Forging changes to someone else’s policy
Forgery falls under the umbrella of identity theft or account takeover fraud, says Russell Anderson, certified fraud examiner and head of financial crimes services for LIMRA, a life insurance trade group.
“This is where one individual impersonates another individual with the intention of accessing their [life insurance policies] to steal some of their data, but more than likely not to access and steal the cash value in those accounts,” Anderson says.
Family members, friends, caregivers and people who have a relationship with the policyholder tend to be the main culprits, according to LIMRA.
There have also been cases where a third party pretends to be the policyholder to change the beneficiaries or policy ownership without consent. For instance, in 2017, Pennsylvania regulators fined a funeral director who was convicted of forging a client’s signature on a document naming his business as the beneficiary of her policy.
Older adults and vulnerable adults are key targets. In a recent survey, 43% of LIMRA’s member companies reported an increase in account takeover fraud from related parties, like family members, from 2020 to 2021. In the same survey, around 34% of insurers said they saw a rise in third-party account takeover fraud by unknown fraudsters.
The consequences of life insurance fraud aren't pretty
The repercussions of committing life insurance fraud vary based on the severity of the case, with criminal charges at the higher end of the spectrum.

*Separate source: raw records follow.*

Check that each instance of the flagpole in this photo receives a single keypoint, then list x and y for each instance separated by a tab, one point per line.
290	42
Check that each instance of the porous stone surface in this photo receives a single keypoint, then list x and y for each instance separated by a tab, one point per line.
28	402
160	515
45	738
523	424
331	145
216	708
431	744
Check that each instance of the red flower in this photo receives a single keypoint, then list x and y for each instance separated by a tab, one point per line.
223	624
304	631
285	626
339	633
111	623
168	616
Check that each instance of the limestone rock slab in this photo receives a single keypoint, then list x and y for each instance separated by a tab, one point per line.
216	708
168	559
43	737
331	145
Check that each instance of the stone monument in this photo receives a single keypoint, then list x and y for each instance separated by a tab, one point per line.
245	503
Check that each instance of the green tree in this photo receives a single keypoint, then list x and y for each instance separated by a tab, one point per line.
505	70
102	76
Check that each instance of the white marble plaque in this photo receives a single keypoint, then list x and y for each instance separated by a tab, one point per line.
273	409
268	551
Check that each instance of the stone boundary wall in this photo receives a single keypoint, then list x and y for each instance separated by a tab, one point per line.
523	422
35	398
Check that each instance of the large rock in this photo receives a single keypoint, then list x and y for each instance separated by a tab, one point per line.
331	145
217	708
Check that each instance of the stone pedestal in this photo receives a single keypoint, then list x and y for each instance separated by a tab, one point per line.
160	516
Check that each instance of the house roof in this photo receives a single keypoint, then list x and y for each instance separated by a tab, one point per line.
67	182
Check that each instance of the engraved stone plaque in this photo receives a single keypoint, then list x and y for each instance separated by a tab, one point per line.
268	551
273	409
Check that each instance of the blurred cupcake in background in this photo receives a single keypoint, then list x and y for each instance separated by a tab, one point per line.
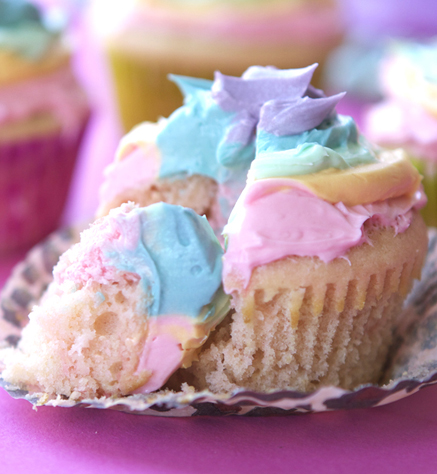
148	39
407	117
43	115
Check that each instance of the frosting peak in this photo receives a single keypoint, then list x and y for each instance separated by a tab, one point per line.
24	30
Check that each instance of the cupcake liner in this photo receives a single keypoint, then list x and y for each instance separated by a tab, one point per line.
34	183
412	363
333	325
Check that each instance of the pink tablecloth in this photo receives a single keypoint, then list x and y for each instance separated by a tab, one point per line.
401	437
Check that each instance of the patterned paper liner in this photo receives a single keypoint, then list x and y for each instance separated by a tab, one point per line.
413	364
35	179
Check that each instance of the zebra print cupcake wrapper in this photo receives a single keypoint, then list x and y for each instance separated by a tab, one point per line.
412	365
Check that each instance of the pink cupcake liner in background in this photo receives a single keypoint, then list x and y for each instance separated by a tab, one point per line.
411	367
35	179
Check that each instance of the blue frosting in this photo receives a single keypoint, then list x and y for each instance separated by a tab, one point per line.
196	138
337	132
24	30
178	258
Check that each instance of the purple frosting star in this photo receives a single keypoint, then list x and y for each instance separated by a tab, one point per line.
281	102
290	117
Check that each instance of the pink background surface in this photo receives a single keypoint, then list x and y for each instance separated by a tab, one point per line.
401	437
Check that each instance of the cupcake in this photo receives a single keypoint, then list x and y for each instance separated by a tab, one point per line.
130	303
42	120
147	39
199	157
321	249
408	115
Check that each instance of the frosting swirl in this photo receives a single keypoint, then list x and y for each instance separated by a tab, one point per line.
25	31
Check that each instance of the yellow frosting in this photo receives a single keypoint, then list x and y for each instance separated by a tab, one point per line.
393	176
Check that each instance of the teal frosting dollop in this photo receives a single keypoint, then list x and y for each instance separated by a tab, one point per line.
335	143
24	30
195	137
178	259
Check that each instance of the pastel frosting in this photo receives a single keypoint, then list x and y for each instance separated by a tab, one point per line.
176	259
25	31
313	198
213	134
408	115
410	74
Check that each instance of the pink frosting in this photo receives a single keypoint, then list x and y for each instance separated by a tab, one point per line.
162	354
273	220
57	93
395	123
137	169
303	23
86	262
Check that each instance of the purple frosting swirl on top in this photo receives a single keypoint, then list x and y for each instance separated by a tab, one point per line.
290	117
281	102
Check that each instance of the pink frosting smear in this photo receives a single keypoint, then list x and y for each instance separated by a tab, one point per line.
162	354
57	93
103	236
268	224
396	123
139	168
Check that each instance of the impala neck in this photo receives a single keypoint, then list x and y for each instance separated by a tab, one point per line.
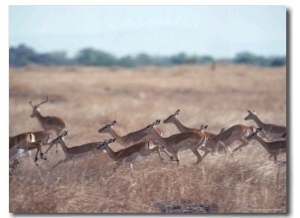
262	142
64	147
155	136
115	135
39	116
110	152
179	125
258	121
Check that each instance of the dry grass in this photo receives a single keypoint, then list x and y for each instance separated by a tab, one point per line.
89	98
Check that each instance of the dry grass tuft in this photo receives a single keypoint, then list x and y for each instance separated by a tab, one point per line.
89	98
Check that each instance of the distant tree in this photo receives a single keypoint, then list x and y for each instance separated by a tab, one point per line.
179	58
127	61
277	61
21	55
144	59
92	57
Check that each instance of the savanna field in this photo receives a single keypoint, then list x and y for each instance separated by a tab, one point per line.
88	98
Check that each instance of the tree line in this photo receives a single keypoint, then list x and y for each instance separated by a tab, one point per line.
23	55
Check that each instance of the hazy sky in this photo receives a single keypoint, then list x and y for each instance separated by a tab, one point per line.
219	31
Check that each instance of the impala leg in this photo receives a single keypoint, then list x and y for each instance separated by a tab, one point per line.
35	159
244	143
117	166
199	158
60	162
207	151
167	153
46	152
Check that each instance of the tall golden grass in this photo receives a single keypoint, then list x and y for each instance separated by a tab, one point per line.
90	97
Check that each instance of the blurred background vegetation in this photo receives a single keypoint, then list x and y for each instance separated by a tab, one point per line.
23	55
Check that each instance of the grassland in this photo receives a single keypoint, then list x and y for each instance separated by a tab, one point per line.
89	97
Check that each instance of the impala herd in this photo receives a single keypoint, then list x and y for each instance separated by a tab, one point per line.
147	140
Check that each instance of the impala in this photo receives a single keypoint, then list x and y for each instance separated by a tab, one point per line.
126	140
130	154
14	154
178	142
130	138
269	131
225	138
48	122
27	142
274	148
182	128
74	152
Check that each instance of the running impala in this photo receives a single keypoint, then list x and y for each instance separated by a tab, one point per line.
27	142
48	122
274	148
74	152
178	142
269	131
130	138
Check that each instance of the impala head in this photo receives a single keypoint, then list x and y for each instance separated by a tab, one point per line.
169	119
250	115
151	126
36	107
254	134
107	127
60	137
202	127
106	142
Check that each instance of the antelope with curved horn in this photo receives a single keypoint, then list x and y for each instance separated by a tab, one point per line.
130	154
274	148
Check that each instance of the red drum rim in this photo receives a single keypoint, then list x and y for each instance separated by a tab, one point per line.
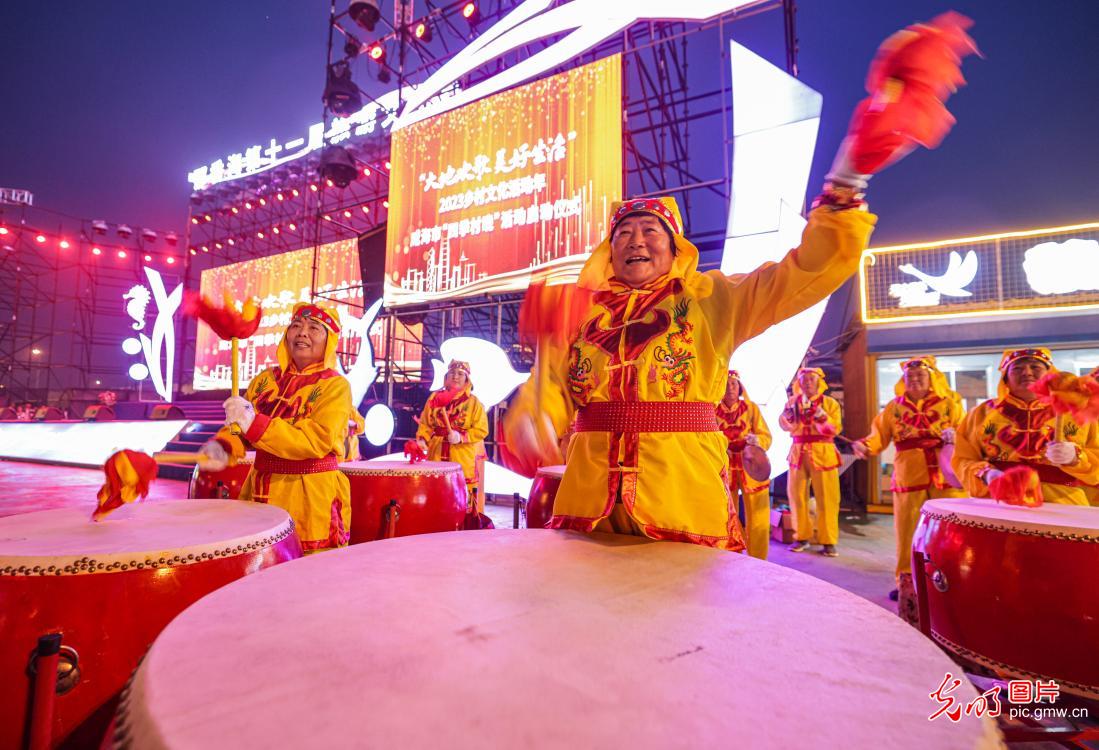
400	469
241	528
1069	522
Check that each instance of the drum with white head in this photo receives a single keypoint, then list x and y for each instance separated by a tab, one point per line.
1012	589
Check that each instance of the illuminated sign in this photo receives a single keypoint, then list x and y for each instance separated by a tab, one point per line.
1011	273
483	197
158	351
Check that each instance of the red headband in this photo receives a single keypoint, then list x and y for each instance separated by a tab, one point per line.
313	311
646	206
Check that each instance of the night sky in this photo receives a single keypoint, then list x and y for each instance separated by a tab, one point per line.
108	106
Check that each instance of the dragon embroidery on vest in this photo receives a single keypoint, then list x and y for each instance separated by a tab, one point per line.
676	354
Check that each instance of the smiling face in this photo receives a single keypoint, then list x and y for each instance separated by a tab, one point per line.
641	250
1022	374
306	338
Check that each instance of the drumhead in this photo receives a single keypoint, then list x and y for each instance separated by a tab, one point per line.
1053	519
587	638
555	472
154	533
400	467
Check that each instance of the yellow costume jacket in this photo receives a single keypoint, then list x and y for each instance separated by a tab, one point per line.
466	415
813	437
670	341
1007	431
917	429
300	432
736	422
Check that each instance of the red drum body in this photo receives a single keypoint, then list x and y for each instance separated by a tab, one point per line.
397	498
1012	589
543	492
223	485
109	587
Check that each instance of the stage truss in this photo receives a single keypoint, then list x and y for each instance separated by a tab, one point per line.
668	106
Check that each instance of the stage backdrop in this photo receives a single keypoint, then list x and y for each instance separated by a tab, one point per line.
278	283
518	183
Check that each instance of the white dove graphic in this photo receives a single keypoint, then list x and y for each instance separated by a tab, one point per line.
959	274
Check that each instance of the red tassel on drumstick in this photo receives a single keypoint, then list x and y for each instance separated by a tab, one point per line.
914	73
228	323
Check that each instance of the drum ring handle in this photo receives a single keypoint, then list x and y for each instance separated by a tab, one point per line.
68	668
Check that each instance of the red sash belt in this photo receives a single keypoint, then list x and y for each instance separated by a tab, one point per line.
647	417
272	464
1046	473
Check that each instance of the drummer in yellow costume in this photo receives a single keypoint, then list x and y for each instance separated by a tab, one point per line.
813	419
640	376
453	427
297	417
743	425
919	422
1017	429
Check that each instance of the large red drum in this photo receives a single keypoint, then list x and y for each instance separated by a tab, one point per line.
1012	589
109	587
543	492
223	485
397	498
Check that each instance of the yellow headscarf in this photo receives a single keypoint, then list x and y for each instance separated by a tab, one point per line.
940	386
328	317
821	384
598	271
1040	353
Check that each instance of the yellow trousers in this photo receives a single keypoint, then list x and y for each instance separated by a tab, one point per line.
826	491
906	516
756	508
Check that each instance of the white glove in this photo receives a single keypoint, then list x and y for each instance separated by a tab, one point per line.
217	458
240	411
1062	453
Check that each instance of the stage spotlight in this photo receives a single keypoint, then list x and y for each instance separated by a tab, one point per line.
337	166
341	95
365	12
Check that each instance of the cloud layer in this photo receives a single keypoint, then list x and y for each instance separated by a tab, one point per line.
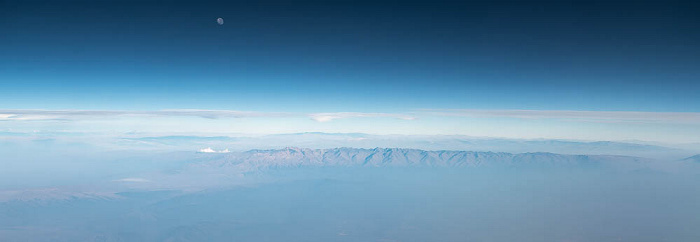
326	117
590	116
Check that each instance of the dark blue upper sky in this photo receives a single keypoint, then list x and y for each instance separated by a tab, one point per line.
350	56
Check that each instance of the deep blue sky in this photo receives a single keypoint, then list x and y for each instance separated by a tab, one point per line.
350	56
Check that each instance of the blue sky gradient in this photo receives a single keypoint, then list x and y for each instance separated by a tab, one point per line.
396	58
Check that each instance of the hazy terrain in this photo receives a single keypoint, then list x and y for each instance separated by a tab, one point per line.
350	194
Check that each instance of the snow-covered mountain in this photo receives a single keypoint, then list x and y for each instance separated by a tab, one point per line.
399	157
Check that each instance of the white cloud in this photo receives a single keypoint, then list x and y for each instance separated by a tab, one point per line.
589	116
326	117
132	179
207	150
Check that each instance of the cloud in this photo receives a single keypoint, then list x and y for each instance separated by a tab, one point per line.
36	114
326	117
132	179
210	150
589	116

Insurers can reject your application or raise your rate if they discover you lied on your application.
If you die during the contestability period, which is within two years of the policy going into effect, insurers can delay the claim while they investigate. And they have the right to deny or reduce the payout to your beneficiaries if you left out important details about your health — even if you died for unrelated reasons.
Avoiding and reporting life insurance fraud
If you believe you’re a victim of fraud, contact the National Insurance Crime Bureau at 800-TEL-NICB, or file a report at NICB.org.
Most states also have an insurance fraud bureau, and Anderson recommends contacting your bank if you suspect your identity has been stolen.
To make sure you’re not being fraudulent, whether accidentally or otherwise:
Be truthful in your life insurance application. This is the best way to guarantee your loved ones get the payout.
Work with a licensed agent or broker. These professionals can help you navigate the application process.
Don't let anyone else sign up for your insurer’s online portal on your behalf. Many insurers allow policyholders to manage their coverage online. Opting in to security features like multifactor authentication is important, Anderson says.
Check your beneficiaries. Update them if you’ve gone through a life change, like getting married.